Polling – Die Volksmusikanten im Pollinger Bibliotheksaal  zeigten ein ebensolches Talent fürs Zarte wie sonst die klassischen Ensembles. Noch größer indes war die Lockwirkung aufs Publikum, das die 400 Plätze des Saales lückenlos füllte.

Stefan Neussl, Trompeter der „Tiroler Tanzmusikanten“, erntete einen riesigen Beifallssturm für sein Statement, am liebsten im Zillertaler Dialekt reden zu wollen: „Denn Bairisch kann i net und Hochdeutsch will i net.“ Den Zuhörern war das mehr als recht, denn das Tirolerische erzeugte ein Kurzurlaubs-Gefühl und unterstrich zudem die authentische Aura des Programms, das der Weilheimer Musiker und Komponist Karl Edelmann organisiert hatte.

Gleich hieß es Staunen über die kunstvolle Harmonik, mit der die fünf Tanzmusikanten ihre Stückln angingen: Schwebend leicht Neussls Trompete, leichtfüßig dazu die Klarinette (Thomas Beck) und stets in tanzverlockender Geschmeidigkeit die Harmonika von Peter Hausberger. Für den dezenten Bass sorgten Gerhard Hausberger (Harfe) und Emanuel Sporer (Tuba). Gemeinsam überzeugte die transparente und musikantisch fein ausgestaltete Klangseligkeit. Erstaunlicherweise eher noch den stärkeren Zugriff bot Harfenistin Anna-Lena Larcher. Die erst 15-jährige Stubaitalerin, die aufs renommierte Innsbrucker Musikgymnasium geht, sorgte sowohl für Tempo als auch für Nachdruck auf der Harfe. Auch natürlich für Feingefühl, ganz besonders im „Musettchen“, das im dichten Zupfen der Saiten würdig das französische Akkordeon-Schwelgen transportierte. In den Tiroler Stückln aber spielte ihre Harfe so prägnant und so beschleunigt auf wie ein halbes Tanzorchester – wahrhaft eine virtuose Leistung.
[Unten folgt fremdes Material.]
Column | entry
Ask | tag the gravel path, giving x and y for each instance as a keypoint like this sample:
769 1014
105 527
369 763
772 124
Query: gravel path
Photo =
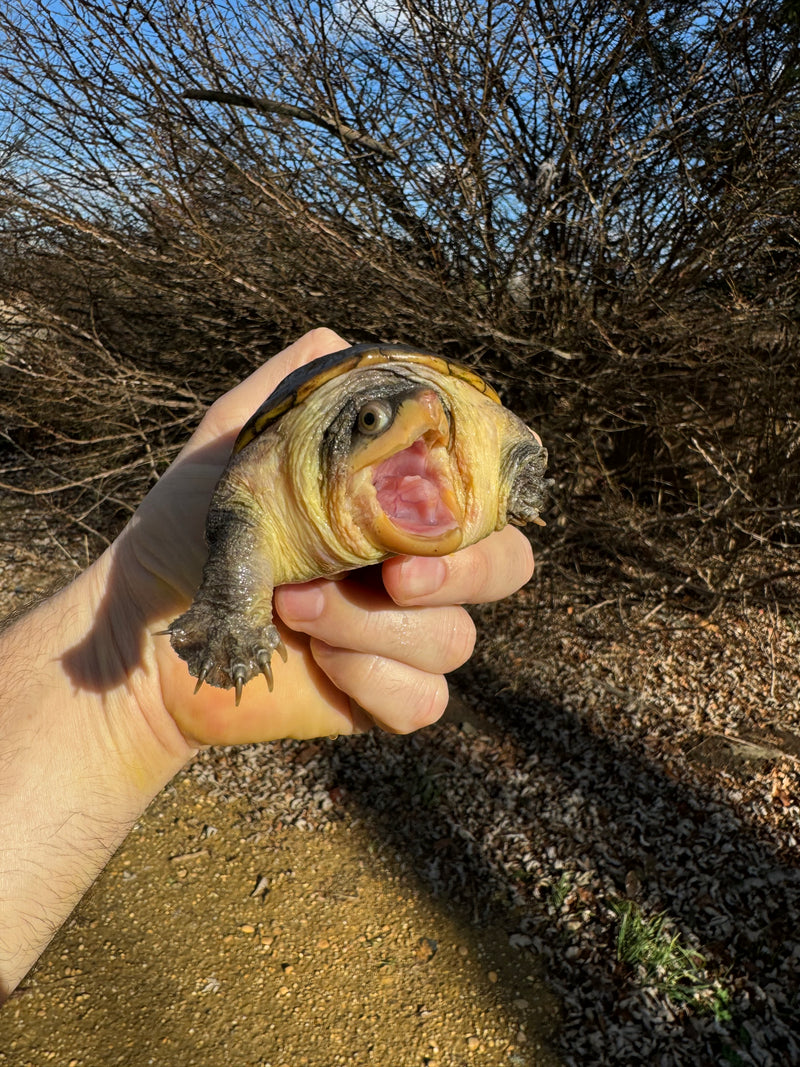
594 769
Den Höhepunkt an Sachtheit bot der „Afelder Dreigesang“ aus der Wildschönau bei Wörgl. Bei den drei Mittzwanzigern legt sogar das Mannerleut Mathias Steiner eine hohe, fast zerbrechliche Stimme an den Tag. Gemeinsam mit Franziska Eberl und Sabrina Haas gerieten die Lieder vom Jahreskreis und von Begegnungen zwischen Buam und Madl zu kostbaren, fast magischen Beschwörungen.
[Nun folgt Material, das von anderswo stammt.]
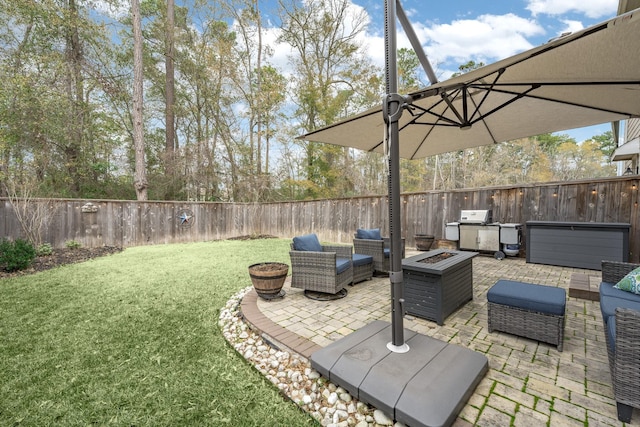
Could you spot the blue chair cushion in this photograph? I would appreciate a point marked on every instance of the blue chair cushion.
(342, 264)
(359, 259)
(528, 296)
(369, 234)
(610, 330)
(307, 242)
Je später, desto öfter gab’s Ausbrüche aus der sanften Anlage des Abends „Tirolerisch g’sungen und g’spielt“: Mit einem aufgekratzt dazwischengerufenen „Holloradi-jo!“ machten die Tanzmusikanten den „Rheinländer“ zum Knüller. Anna-Lena Larcher wechselte ans Hackbrett und bot im Tongemälde über einen Dandy („Tausendsassa“) ironisch derb kippelnde Anschläge. Und der Dreigesang traute sich an einen pointierten Text heran: „Und a Goschal muaßt ham zum de Bussal vertragn.“ So war trotz der übersichtlichen Zahl an Musikern Abwechslung geboten, zumal die „Tanzmusikanten“ zweimal komplett auf Blasinstrumente umsattelten und mit weichen Bläserweisen bezauberten.